By Santhosh V. Perumal/Business Reporter
Qatar Stock Exchange continued to be under bearish spell for the fourth consecutive session Wednesday, mainly on selling pressure in the transport, telecom and real estate stocks.
Although Islamic stocks witnessed gains, the 20-stock Qatar Index (based on price data) fell another 0.11% to 11,849.63 points as trade volumes also fell.
Foreign institutions continued to be net profit takers but with lesser vigour in the bourse, which is, down 3.55% year-to-date.
Buying interests of domestic institutions were seen slackening and non-Qatari retail investors turned bearish in the market, where realty, banking and industrials stocks corner more than 83% of the total trading volume.
Market capitalisation was down 0.28% or about QR2bn to QR645.22bn.
The Total Return Index fell 0.11% to 17,673.62 points and All Share Index by 0.06% to 3,044.46 points but Al Rayan Islamic Index rose 0.24% to 4,046.22 points.
Transport stocks shrank 0.68%, transport (0.66%), real estate (0.33%), banks and financial services (0.27%) and insurance (0.17%); whereas consumer goods and industrials gained 1.35% and 0.43% respectively.
Major losers included QNB, Mesaieed Petrochemical Holding, Barwa, United Development Company, Ezdan, Ooredoo and Nakilat; even as Qatar Islamic Bank, Doha Bank, Industries Qatar, Gulf International Services, Gulf Warehousing and Islamic Holding Group bucked the trend.
Foreign institutions turned net selling fell to QR24.35mn against QR38.05mn the previous day.
Non-Qatari individual investors turned net sellers to the tune of QR5.96mn compared with net buyers of QR3.31mn on Tuesday.
Domestic institutions’ net buying weakened to QR5.64mn against QR17.54mn on January 20.
Qatari retail investors’ net buying rose to QR24.73mn compared to QR17.13mn the previous day.
Total trade volume fell 23% to 12.38mn shares, value by 8% to QR634.21n and transactions by 4% to 7,223.

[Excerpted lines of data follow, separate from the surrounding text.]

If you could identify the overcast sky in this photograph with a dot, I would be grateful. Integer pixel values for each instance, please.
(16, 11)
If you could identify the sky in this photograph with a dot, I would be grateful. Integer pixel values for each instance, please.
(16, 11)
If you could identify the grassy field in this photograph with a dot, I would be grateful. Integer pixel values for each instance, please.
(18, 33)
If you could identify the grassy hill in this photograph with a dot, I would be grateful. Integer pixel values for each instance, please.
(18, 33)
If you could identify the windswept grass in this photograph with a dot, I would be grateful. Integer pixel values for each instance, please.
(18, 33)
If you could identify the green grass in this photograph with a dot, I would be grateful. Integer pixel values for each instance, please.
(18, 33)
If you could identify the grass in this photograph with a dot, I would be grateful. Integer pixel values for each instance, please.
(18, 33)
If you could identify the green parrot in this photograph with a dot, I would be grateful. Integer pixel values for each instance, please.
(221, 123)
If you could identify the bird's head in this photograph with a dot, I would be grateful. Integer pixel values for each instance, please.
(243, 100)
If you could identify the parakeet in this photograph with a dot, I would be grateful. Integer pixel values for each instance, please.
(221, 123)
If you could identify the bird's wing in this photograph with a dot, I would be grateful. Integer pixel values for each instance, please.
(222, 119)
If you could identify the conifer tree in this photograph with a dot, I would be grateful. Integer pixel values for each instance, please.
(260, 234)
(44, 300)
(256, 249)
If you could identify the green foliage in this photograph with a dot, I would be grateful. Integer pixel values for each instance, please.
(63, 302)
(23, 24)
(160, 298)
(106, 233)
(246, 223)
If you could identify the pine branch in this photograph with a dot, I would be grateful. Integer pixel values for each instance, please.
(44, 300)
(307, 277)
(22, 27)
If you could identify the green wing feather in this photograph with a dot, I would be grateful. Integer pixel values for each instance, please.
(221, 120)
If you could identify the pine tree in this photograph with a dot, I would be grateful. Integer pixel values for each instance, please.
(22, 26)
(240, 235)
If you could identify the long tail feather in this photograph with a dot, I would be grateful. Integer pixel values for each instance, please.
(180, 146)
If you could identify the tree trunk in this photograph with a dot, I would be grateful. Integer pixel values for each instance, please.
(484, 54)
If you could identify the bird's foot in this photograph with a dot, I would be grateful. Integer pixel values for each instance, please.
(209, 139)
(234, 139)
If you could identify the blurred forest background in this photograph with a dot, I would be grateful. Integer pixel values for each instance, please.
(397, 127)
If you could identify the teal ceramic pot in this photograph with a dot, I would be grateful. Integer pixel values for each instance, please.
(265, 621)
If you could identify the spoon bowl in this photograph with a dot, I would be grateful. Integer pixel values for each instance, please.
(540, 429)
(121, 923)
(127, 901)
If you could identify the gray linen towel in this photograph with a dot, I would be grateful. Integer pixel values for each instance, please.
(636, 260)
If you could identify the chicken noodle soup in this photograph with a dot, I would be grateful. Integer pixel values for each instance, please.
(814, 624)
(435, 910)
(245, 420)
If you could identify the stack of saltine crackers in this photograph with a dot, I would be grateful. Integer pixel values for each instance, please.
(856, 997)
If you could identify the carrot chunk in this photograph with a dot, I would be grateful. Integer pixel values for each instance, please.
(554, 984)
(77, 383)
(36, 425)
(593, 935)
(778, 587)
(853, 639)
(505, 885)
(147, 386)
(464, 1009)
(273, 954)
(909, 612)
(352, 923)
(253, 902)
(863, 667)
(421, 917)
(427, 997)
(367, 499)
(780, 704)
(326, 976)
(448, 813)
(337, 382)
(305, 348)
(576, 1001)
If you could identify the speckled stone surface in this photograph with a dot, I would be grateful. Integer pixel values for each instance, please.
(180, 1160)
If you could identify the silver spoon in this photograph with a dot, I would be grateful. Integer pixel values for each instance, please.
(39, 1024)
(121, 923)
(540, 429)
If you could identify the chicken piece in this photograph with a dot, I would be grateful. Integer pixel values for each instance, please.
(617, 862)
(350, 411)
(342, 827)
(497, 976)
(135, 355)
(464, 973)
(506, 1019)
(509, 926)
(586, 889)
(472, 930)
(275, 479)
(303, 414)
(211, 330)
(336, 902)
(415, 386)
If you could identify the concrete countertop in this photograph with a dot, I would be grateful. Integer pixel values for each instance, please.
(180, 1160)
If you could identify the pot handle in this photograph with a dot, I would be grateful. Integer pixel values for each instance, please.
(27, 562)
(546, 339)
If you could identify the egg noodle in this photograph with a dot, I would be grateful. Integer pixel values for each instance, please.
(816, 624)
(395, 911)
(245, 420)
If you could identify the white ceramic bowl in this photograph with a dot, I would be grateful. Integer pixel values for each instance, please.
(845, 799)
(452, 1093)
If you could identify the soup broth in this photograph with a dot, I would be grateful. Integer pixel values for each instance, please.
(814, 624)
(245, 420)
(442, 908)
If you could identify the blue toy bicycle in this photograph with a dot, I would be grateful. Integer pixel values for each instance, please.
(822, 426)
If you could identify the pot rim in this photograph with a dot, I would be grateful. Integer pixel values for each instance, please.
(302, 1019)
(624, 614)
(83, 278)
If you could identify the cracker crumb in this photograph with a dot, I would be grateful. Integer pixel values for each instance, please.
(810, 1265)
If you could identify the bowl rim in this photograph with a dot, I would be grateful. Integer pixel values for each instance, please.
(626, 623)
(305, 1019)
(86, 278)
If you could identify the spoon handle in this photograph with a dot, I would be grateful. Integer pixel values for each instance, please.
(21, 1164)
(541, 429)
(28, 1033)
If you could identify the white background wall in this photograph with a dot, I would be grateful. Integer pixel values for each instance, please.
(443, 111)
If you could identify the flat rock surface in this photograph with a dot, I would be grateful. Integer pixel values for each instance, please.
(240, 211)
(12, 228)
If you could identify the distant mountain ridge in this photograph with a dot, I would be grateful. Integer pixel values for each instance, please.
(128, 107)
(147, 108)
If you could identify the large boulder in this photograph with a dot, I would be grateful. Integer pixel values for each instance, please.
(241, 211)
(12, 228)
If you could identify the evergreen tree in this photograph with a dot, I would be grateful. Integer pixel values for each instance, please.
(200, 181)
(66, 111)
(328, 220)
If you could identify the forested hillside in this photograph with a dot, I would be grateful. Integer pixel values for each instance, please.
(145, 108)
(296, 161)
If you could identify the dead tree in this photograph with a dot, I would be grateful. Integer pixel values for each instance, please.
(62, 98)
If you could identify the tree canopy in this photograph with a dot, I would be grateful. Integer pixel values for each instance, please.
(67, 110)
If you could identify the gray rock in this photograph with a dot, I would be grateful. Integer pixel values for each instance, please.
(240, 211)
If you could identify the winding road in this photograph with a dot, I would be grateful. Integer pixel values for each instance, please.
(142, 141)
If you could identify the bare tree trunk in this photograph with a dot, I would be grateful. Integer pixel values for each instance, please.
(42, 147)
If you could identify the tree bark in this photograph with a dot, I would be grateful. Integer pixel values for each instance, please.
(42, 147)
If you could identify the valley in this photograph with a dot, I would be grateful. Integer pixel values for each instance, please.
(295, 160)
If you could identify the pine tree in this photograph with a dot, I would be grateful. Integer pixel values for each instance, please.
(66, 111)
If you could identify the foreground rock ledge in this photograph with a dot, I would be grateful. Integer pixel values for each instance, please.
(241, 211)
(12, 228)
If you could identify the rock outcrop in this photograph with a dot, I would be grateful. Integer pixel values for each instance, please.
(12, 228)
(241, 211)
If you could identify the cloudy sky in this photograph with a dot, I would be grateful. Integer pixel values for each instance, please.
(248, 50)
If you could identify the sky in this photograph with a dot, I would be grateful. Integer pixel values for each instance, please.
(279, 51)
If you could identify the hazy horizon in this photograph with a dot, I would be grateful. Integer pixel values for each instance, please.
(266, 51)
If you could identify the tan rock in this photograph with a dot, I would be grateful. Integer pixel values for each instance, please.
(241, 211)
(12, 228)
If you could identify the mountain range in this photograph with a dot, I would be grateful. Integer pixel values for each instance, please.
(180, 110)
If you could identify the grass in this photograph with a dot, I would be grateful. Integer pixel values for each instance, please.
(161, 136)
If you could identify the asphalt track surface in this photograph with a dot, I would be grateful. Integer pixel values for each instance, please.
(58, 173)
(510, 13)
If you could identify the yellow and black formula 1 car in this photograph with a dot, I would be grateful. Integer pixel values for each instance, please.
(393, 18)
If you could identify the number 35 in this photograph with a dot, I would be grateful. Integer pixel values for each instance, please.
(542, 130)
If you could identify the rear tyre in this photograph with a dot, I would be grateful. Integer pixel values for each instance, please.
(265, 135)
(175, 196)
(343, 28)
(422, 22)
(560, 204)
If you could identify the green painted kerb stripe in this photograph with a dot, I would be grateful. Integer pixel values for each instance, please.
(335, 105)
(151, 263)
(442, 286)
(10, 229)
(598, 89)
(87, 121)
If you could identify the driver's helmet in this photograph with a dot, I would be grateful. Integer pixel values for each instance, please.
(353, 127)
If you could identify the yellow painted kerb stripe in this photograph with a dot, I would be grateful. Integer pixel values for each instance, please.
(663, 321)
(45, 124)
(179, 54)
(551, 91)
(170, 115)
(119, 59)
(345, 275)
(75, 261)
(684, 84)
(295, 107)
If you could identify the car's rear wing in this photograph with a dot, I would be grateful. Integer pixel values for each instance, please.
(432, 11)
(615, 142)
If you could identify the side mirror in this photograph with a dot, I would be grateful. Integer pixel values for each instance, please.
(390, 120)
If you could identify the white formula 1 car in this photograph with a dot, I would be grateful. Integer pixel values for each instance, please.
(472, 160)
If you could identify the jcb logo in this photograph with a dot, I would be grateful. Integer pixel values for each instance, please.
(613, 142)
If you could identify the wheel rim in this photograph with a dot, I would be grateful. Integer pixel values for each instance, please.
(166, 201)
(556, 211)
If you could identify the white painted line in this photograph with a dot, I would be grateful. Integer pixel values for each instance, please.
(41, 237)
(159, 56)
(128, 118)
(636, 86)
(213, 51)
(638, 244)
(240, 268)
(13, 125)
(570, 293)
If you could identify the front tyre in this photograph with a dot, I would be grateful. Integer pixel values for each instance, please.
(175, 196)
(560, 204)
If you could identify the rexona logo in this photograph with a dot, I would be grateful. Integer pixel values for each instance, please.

The insurance sector’s trade volume plummeted 76% to 0.05mn stocks, value by 86% to QR2.35mn and deals by 63% to 52.
The telecom sector saw its trade volume plunge 62% to 0.7mn equities and value by 45% to QR17.95mn but on 9% jump in transactions to 524.
The market saw 56% decline in the consumer goods sector’s trade volume to 0.2mn shares, whereas value soared 20% to QR21.42mn and deals by 8% to 358.
The real estate sector’s trade volume tanked 39% to 5.48mn stocks, value by 46% to QR161.33mn and transactions by 27% to 1,923.
There was 16% fall in the industrials sector’s trade volume to 1.19mn equities, 10% in value to QR109.19mn and 12% in deals to 1,477.
However, the transport sector’s trade volume soared 75% to 1.12mn shares, value by 31% to QR33.74mn and transactions by 27% to 426.
The banks and financial services reported 48% surge in trade volume 3.64mn stocks, 65% in value to QR288.23mn and 26% in deals to 2,463.
In the debt market, there was no trading of treasury bills and government bonds.